School of Biomedical Informatics, The University of Texas Health Science Center at Houston, Houston, TX, USA.
Pieces Technologies, Dallas, TX, USA.
BMC Med Inform Decis Mak. 2018 Jul 23;18(Suppl 2):49. doi: 10.1186/s12911-018-0627-5.
Most of the current work on clinical temporal relation identification follows the convention developed in the general domain, aiming to identify a comprehensive set of temporal relations from a document including both explicit and implicit relations. While such a comprehensive set can represent temporal information in a document in a complete manner, some of the temporal relations in the comprehensive set may not be essential depending on the clinical application of interest. Moreover, as the types of evidence that should be used to identify explicit and implicit relations are different, current clinical temporal relation identification systems that target both explicit and implicit relations still show low performances for practical use.

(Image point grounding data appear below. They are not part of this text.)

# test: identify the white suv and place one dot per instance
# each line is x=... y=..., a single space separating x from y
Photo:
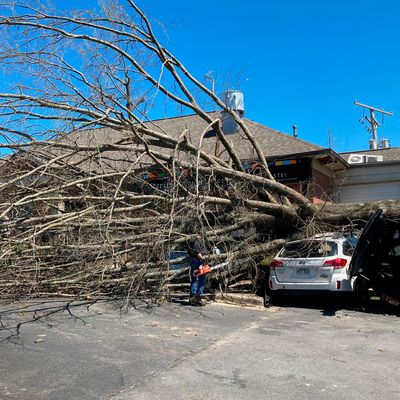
x=320 y=263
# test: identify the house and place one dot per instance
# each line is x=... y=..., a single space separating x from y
x=301 y=165
x=319 y=173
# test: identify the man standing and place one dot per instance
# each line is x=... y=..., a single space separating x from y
x=197 y=282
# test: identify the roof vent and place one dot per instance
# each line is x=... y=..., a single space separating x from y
x=356 y=158
x=385 y=143
x=234 y=100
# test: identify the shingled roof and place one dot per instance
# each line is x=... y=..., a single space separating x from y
x=274 y=143
x=389 y=155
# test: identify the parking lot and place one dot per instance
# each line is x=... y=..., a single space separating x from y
x=81 y=350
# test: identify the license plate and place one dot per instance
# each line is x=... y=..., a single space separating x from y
x=303 y=271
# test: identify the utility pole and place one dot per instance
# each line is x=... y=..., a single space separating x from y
x=374 y=124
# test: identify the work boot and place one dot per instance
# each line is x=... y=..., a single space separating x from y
x=193 y=300
x=201 y=301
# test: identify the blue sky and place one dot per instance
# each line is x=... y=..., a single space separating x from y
x=301 y=62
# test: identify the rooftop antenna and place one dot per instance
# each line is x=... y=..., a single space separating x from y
x=209 y=77
x=373 y=123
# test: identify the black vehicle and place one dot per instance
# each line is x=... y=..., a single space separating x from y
x=375 y=265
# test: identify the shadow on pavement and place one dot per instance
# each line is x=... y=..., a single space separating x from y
x=330 y=305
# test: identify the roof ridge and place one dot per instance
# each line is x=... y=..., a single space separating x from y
x=287 y=135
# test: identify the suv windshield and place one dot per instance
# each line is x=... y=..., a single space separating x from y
x=308 y=248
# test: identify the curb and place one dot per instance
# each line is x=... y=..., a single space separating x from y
x=242 y=299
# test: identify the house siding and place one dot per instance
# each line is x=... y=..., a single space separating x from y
x=368 y=183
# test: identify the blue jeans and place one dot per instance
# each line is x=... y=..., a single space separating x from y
x=197 y=283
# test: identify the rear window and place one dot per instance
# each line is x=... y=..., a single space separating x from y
x=308 y=249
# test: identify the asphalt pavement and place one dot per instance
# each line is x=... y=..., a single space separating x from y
x=62 y=350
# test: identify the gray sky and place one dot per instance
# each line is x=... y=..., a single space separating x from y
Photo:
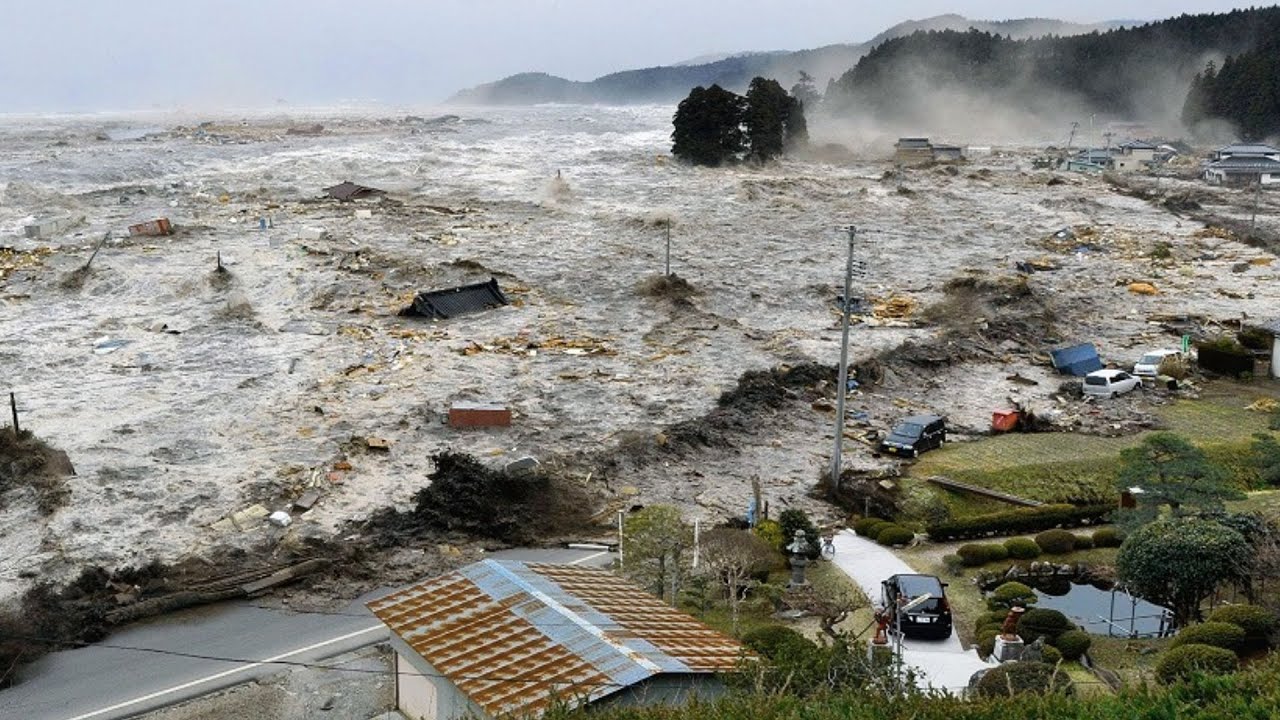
x=78 y=55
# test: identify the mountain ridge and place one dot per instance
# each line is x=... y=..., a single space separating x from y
x=668 y=83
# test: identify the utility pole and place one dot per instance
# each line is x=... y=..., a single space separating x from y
x=1257 y=196
x=668 y=245
x=844 y=365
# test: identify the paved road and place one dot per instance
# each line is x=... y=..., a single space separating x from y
x=104 y=682
x=938 y=664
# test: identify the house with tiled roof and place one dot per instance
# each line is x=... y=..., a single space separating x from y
x=506 y=638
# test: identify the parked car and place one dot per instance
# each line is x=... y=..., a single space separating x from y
x=1109 y=383
x=1148 y=365
x=931 y=619
x=915 y=434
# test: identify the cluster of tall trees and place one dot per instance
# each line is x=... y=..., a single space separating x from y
x=1246 y=92
x=714 y=126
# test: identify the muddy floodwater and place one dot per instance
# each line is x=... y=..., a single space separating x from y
x=184 y=396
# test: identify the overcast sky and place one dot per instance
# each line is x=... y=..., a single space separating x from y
x=74 y=55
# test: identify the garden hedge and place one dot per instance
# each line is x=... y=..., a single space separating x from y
x=1019 y=522
x=1257 y=623
x=1041 y=621
x=1107 y=537
x=1056 y=542
x=981 y=554
x=1214 y=634
x=1184 y=661
x=1022 y=548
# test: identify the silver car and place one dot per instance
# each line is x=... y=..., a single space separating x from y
x=1109 y=383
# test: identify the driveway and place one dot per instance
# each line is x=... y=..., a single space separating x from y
x=941 y=665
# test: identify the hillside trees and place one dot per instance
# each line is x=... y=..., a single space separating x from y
x=1178 y=563
x=1171 y=472
x=708 y=127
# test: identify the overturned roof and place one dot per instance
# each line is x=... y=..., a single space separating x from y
x=1246 y=164
x=351 y=191
x=1247 y=149
x=1077 y=360
x=444 y=304
x=515 y=636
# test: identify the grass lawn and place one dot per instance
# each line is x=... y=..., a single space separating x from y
x=758 y=613
x=1069 y=466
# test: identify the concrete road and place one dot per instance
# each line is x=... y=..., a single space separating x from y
x=236 y=641
x=941 y=665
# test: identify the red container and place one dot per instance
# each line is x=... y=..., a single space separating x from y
x=1004 y=420
x=479 y=415
x=160 y=226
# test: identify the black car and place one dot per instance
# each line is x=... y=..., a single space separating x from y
x=915 y=434
x=931 y=619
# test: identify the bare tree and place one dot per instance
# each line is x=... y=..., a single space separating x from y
x=732 y=557
x=828 y=600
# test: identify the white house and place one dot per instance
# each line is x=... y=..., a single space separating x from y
x=1238 y=169
x=508 y=639
x=1246 y=150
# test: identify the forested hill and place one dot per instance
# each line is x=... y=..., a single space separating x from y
x=1139 y=73
x=668 y=83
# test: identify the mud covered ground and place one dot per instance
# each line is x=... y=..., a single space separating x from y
x=183 y=396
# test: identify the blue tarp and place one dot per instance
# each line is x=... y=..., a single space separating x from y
x=1077 y=360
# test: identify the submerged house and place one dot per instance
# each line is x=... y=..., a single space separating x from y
x=506 y=638
x=1133 y=155
x=1246 y=150
x=1243 y=171
x=1089 y=160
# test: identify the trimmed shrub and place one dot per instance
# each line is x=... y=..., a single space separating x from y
x=1214 y=634
x=1020 y=678
x=777 y=641
x=1073 y=645
x=1107 y=537
x=864 y=525
x=1257 y=623
x=1022 y=548
x=1184 y=661
x=981 y=554
x=1010 y=595
x=1019 y=522
x=1040 y=621
x=1050 y=655
x=769 y=532
x=1056 y=542
x=895 y=534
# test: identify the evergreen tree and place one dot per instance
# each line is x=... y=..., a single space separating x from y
x=805 y=91
x=795 y=128
x=708 y=126
x=767 y=108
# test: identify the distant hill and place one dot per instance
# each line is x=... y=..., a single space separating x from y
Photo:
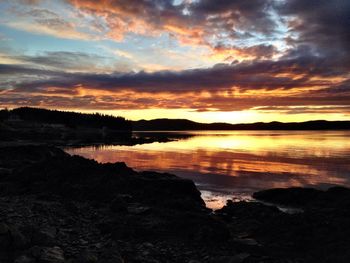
x=183 y=124
x=68 y=119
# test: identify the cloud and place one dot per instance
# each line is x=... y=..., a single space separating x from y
x=309 y=81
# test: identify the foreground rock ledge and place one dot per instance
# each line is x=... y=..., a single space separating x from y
x=60 y=208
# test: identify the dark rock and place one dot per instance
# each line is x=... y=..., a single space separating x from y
x=110 y=256
x=24 y=259
x=118 y=204
x=48 y=254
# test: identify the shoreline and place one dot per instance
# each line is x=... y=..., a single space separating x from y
x=57 y=208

In this paper, we propose to focus on a sub-task of conventional temporal relation identification task in order to provide insight into building practical temporal relation identification modules for clinical text. We focus on identification of direct temporal relations, a subset of temporal relations that is chosen to minimize the amount of inference required to identify the relations. A corpus on direct temporal relations between time expressions and event mentions is constructed, and an automatic system tailored for direct temporal relations is developed.
It is shown that the direct temporal relations constitute a major category of temporal relations that contain important information needed for clinical applications. The system optimized for direct temporal relations achieves better performance than the state-of-the-art system developed with comprehensive set of both explicit and implicit relations in mind.
We expect direct temporal relations to facilitate the development of practical temporal information extraction tools in clinical domain.
目前大多数临床医学时间关系识别工作都遵循通用领域中开发的规范,旨在从包含显式和隐式关系的文档中识别出全面的时间关系集。虽然这样一个全面的关系集可以完整地表示文档中的时间信息,但根据感兴趣的临床应用,关系集中的一些时间关系可能不是必需的。此外,由于识别显式和隐式关系应使用的证据类型不同,目前同时针对显式和隐式关系的临床时间关系识别系统在实际使用中仍表现出较低的性能。
在本文中,我们建议专注于传统时间关系识别任务的子任务,以便深入了解为临床文本构建实用的时间关系识别模块。我们专注于直接时间关系的识别,这是一种时间关系的子集,其选择目的是最小化识别关系所需的推理量。构建了一个关于时间表达式和事件提及之间直接时间关系的语料库,并开发了一个针对直接时间关系的自动系统。
结果表明,直接时间关系构成了时间关系的主要类别,其中包含了临床应用所需的重要信息。针对直接时间关系进行优化的系统在性能上优于全面考虑显式和隐式关系的最新系统。
我们期望直接时间关系能够促进临床领域实用时间信息提取工具的开发。